Circuit breakers and fallback modes are how you keep the rest of your system healthy during model trouble.
Circuit breakers (what they are)
A circuit breaker is a policy:
- Closed: normal operation; calls go through.
- Open: model calls are blocked (or reduced) because failure rate is high.
- Half-open: allow a small number of test calls to see if recovery happened.
The goal is to stop making failing calls long enough for recovery—and to protect your app from retry storms.
Even if you can “afford” failures, you often can’t afford unlimited retries during outages. Breakers put a hard cap on burn.
Signals to trip breakers
Trip breakers based on objective signals, not feelings:
- Error rate: % of 5xx or timeouts over a rolling window.
- Rate limits: sustained 429 responses.
- Latency: p95/p99 above threshold for a window.
- Validation failure rate: sudden increase in invalid JSON/schema failures (can indicate model/prompt mismatch).
- Cost spikes: token usage per request exceeding budgets.
Different breakers can exist for different features or routes (e.g., “summarizer” vs “RAG Q&A”).
Fallback modes (practical options)
Fallback modes should be designed upfront. Common options:
- Return a safe minimal response: “not available right now” + next steps.
- Use cached results: show last known answer (with a freshness warning).
- Switch models: fall back to a cheaper/faster model or a different provider.
- Reduce scope: smaller output, fewer retrieved chunks, no reranking.
- Non-AI baseline: keyword search + links to docs.
- Queue and async: accept request and deliver later (email/job queue).
In degraded mode, do not relax guardrails.
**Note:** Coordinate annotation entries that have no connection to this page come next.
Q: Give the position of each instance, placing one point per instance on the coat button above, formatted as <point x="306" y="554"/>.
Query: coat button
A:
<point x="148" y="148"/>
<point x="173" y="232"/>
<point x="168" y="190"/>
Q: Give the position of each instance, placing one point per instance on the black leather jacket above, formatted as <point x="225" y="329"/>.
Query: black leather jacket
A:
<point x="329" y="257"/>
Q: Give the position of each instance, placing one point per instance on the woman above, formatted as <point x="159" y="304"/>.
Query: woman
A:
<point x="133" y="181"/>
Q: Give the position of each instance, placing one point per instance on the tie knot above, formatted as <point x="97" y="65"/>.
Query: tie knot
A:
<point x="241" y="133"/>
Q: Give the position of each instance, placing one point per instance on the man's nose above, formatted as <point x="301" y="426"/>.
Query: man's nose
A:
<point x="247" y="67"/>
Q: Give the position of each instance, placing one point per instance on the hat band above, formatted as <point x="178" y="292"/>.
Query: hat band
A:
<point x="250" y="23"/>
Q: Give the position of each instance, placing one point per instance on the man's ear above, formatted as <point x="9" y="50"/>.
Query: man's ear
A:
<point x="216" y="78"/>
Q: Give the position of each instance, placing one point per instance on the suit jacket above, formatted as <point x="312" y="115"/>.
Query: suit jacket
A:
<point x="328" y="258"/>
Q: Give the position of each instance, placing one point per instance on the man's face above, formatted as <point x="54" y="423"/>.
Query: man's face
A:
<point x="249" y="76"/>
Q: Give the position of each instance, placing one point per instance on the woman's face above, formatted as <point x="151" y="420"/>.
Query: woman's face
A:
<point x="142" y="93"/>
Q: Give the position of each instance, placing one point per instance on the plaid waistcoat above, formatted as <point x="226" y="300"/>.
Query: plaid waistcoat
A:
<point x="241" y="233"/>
Under stress is when systems leak data and invent facts. Prefer abstention and safe alternatives.
UX for degraded modes
Degraded-mode UX should be:
- transparent: clearly indicate reduced capability.
- actionable: suggest next step (try again, search docs, contact support).
- non-alarming: present it as “temporarily unavailable” rather than “system broken.”
- consistent: same failure state maps to same user experience.
For RAG, a good fallback is often: show top relevant source chunks and let the user click through, instead of generating an answer.
Testing fallback behavior
Fallbacks must be tested like any other product behavior:
- Simulate outages: force timeouts and 5xx responses.
- Simulate rate limits: force 429 responses and confirm backoff.
- Verify breakers trip: ensure they open at thresholds and recover correctly.
- Verify safe messaging: no leaks, no confusing half-answers.